- On Monday, a landslide in Zhenxiong County, southwestern Yunnan province, killed at least eight people and left 39 others unaccounted for.1
- The landslide hit the mountain community of Liangshui just before daybreak. It caused eighteen houses to collapse, and prompted the evacuation of over 500 people. Drone images from the scene showed a wide-sloping mound of black sludge had spilled onto snow-covered village rooftops.2
- Nearly 1K rescue workers with digging equipment have been deployed to the scene, though a cold spell of freezing and below-freezing temperatures is expected to complicate rescue efforts.3
- Chinese President Xi Jinping has called on local officials to increase their rescue efforts and has pressed officials across the country to be vigilant to avoid any major disasters as the Chinese New Year approaches.2
- The cause of the landslide was not immediately clarified by the authorities and is currently under investigation. Local media reported claims that a coal mine was operating near the site of the landslide and villagers had spotted cracks in the mountainside in the weeks before the deadly disaster.3
- In 2023, at least 70 people were killed in landslides in China, which are often attributed to extreme weather, heavy rainfall, and faulty construction. According to the National Commission for Disaster Reduction and the Ministry of Emergency Management, natural disasters caused economic losses of $48B last year.4
- Narrative A, as provided by VOA. The Yunnan region is located near the Himalayan plateau, a mountainous region prone to earthquakes and landslides. This landslide followed one of the country's deadliest earthquakes in years, which occurred less than a month ago, killing 149 people and destroying thousands of homes. Natural disasters unfortunately do occur, and the Chinese government devotes all available resources to preventing them and dispatching assistance when one occurs.
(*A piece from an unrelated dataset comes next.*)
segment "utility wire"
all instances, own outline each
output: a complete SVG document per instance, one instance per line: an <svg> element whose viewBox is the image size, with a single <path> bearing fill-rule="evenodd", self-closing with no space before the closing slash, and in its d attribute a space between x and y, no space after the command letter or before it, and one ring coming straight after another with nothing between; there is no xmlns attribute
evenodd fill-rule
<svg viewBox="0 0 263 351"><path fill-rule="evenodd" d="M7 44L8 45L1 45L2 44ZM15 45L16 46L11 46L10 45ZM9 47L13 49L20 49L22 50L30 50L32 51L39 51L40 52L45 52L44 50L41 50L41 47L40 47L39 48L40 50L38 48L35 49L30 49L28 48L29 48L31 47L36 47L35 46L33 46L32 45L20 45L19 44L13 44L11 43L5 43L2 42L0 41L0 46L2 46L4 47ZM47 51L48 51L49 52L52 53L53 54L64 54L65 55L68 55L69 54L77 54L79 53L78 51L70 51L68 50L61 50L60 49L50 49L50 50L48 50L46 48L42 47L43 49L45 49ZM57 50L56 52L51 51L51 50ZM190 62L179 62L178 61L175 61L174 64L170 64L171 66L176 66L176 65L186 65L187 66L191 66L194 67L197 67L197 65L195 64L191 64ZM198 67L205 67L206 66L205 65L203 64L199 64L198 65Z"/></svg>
- Narrative B, as provided by NASA. Research suggests that climate change may cause more frequent and powerful rainstorms in the High Mountain Asia region (China, Tibet, and Nepal), raising the risk of future landslides. As the climate warms, heavy precipitation is predicted to become more prevalent, perhaps boosting landslide activity by 30-70% in some areas. While the region is currently sparsely populated, future population growth will come hand in hand with a warmer climate, continuing to harm the region's glaciers. The Chinese government cannot simply react to these disasters, it must do more to reduce emissions so as to protect the region's future.